Incorrect VRAM Displayed for AMD Radeon GPUs After NuNet Onboarding
Estimation
Story points: 1 SP
Estimated focus duration (perfect conditions): 1 day
Estimated pessimistic duration (worst case scenario): 1 day
Summary
Incorrect VRAM Displayed for AMD Radeon GPU After NuNet Onboarding
Steps to reproduce
- Execute Nunet CLI onboarding command for a device equipped with an AMD Radeon RX 5700 XT GPU.
- Observe the reported VRAM size during the onboarding process.
- Verify reported VRAM with
rocm-smi --showmeminfo vis_vram
, noting the displayed size. - Check actual VRAM using
rocm-smi --showmeminfo vram
.
What is the current bug behavior?
The onboarding process reports the GPU's VRAM as 256MB instead of the correct 8GB. This discrepancy arises from displaying visible VRAM (vis_vram) rather than the total VRAM (vram) available on the GPU.
What is the expected correct behavior?
The onboarding process should accurately report the total VRAM of the GPU, in this case, approximately 8GB for the AMD Radeon RX 5700 XT.
Relevant logs and/or screenshots
Incorrect VRAM reported during onboarding:
"Successfully Onboarded. {"update_timestamp":1707830646,"resource":{"memory_max":128722,"total_core":32,"cpu_max":152359},"available":{"cpu":52359,"memory":28722},"reserved":{"cpu":100000,"memory":100000},"network":"nunet-test","public_key":"addr_test...","gpu_info":[{"name":"AMD Navi...","tot_vram":256,"free_vram":233}]}"

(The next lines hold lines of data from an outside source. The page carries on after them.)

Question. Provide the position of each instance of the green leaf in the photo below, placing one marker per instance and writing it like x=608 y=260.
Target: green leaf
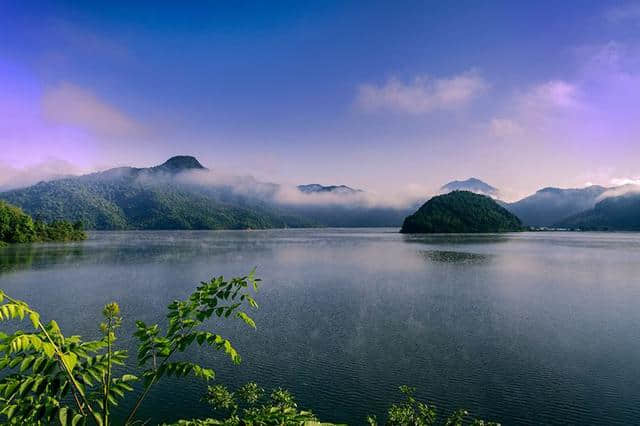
x=76 y=419
x=48 y=349
x=247 y=319
x=62 y=415
x=70 y=359
x=35 y=319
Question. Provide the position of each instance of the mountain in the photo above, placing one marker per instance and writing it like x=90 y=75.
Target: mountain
x=550 y=206
x=147 y=198
x=471 y=185
x=182 y=194
x=178 y=164
x=314 y=188
x=619 y=213
x=18 y=227
x=461 y=212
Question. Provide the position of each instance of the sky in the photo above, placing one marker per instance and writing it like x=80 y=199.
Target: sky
x=391 y=97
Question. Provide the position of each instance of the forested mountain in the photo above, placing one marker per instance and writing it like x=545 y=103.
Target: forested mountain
x=620 y=213
x=18 y=227
x=314 y=188
x=461 y=212
x=550 y=206
x=147 y=198
x=179 y=194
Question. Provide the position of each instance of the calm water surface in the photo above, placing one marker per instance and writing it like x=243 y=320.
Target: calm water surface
x=524 y=328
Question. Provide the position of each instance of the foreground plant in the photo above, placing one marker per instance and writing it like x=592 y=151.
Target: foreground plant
x=412 y=412
x=250 y=406
x=56 y=379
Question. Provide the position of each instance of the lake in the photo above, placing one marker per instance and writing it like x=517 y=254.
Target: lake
x=527 y=328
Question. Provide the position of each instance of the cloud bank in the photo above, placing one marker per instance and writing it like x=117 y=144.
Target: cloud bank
x=67 y=104
x=423 y=94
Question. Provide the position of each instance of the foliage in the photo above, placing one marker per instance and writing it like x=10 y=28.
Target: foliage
x=18 y=227
x=412 y=412
x=249 y=405
x=51 y=378
x=461 y=211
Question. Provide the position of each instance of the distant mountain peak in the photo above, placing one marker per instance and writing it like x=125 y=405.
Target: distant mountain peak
x=179 y=163
x=472 y=185
x=336 y=189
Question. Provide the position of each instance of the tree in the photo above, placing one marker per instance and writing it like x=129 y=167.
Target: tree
x=53 y=378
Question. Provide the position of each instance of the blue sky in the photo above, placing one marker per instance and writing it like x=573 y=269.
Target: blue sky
x=387 y=96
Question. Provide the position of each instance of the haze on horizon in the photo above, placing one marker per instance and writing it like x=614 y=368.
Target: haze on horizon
x=384 y=97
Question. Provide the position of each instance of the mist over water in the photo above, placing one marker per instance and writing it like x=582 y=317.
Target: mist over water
x=528 y=328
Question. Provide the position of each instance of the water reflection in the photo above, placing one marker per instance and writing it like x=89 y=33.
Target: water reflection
x=458 y=239
x=36 y=256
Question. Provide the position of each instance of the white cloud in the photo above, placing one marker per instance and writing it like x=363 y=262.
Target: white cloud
x=423 y=94
x=556 y=94
x=624 y=12
x=71 y=105
x=625 y=181
x=51 y=168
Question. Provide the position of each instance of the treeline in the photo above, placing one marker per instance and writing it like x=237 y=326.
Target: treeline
x=18 y=227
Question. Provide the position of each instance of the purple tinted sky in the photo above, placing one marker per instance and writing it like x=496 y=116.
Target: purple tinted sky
x=387 y=96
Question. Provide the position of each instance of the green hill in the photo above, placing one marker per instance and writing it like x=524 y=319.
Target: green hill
x=18 y=227
x=461 y=212
x=146 y=198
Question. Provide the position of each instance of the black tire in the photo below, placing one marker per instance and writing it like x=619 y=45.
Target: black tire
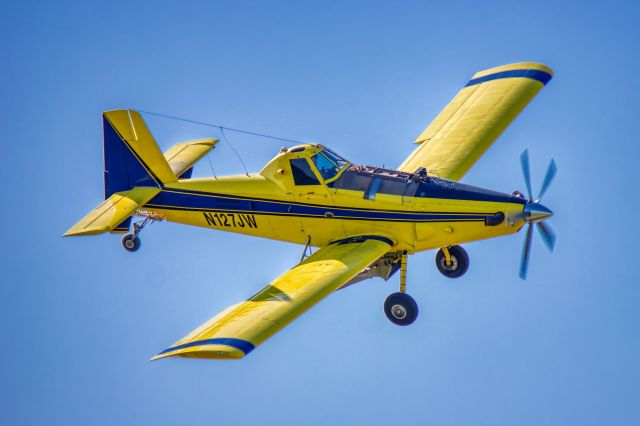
x=131 y=243
x=401 y=309
x=459 y=262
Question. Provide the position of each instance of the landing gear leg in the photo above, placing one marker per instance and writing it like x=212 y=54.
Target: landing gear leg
x=400 y=308
x=131 y=242
x=452 y=262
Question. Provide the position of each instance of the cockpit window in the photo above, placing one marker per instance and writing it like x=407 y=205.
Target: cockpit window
x=328 y=163
x=302 y=173
x=335 y=157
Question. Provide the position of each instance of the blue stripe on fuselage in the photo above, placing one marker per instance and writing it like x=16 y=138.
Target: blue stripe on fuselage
x=181 y=200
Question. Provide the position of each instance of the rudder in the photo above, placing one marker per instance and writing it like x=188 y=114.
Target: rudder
x=131 y=156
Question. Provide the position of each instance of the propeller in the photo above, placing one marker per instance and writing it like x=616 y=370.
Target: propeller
x=535 y=213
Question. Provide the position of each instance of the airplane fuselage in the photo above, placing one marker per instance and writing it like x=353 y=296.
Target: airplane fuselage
x=416 y=212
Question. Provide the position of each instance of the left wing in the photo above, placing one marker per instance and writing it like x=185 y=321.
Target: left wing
x=237 y=330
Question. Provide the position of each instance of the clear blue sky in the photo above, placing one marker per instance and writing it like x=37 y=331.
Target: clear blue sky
x=80 y=317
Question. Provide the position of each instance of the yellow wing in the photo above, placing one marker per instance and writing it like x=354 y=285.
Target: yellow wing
x=237 y=330
x=183 y=155
x=112 y=212
x=474 y=119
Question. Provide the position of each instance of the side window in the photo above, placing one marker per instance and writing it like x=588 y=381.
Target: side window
x=325 y=166
x=302 y=173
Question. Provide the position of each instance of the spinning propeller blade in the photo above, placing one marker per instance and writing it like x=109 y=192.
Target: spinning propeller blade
x=526 y=249
x=551 y=173
x=547 y=234
x=524 y=162
x=536 y=213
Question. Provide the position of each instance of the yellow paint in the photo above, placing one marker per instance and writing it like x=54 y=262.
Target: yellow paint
x=282 y=301
x=449 y=146
x=112 y=212
x=183 y=155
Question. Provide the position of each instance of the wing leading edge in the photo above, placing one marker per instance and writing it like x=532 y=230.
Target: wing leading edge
x=474 y=119
x=238 y=329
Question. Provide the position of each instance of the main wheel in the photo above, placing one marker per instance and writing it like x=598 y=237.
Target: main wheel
x=458 y=265
x=401 y=309
x=130 y=242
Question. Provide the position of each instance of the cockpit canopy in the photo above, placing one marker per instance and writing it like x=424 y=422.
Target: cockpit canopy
x=328 y=163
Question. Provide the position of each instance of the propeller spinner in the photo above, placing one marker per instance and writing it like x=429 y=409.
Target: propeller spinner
x=536 y=213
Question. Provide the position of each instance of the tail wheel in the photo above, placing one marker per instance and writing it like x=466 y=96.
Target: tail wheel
x=458 y=264
x=131 y=242
x=401 y=309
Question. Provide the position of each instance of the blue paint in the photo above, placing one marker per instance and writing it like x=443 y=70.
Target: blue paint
x=243 y=345
x=541 y=76
x=167 y=199
x=122 y=169
x=361 y=239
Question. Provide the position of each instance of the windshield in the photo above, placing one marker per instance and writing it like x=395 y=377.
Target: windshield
x=328 y=163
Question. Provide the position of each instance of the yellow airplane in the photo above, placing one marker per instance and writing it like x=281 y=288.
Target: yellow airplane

Correct VRAM reporting command output:
"VRAM Total Memory (B): 8573157376"
Version number of NuNet components
- The issue is not specific to a component version but to the Nunet CLI and its interaction with system hardware.
SO version, emulator/virtual machine type and version, network type (including NAT type), environment variables, parameters, etc
- The issue was observed on a system running a compatible version of ROCm and targeting AMD Radeon RX 5700 XT GPUs.
Possible fixes
A review and update of the Nunet CLI and documentation are suggested to ensure the onboarding process queries and displays the total VRAM correctly, avoiding confusion between visible VRAM (vis_vram) and total VRAM (vram).
Brief Explanation of vis_vram vs vram:
-
vis_vram (Visible VRAM): Refers to a portion of the GPU's total video memory that is directly addressable and visible to the GPU at any given time. This metric can be significantly lower than the total VRAM, especially in systems where the GPU's memory mapping limits the amount of VRAM that can be used simultaneously for certain operations.
-
vram (Video RAM): Represents the total amount of dedicated video memory available on the GPU. This is the full capacity of memory that can be used by the GPU for storing textures, frame buffers, and other graphics-related data. The total VRAM is what should ideally be reported during system checks and onboarding processes to accurately reflect the GPU's capabilities.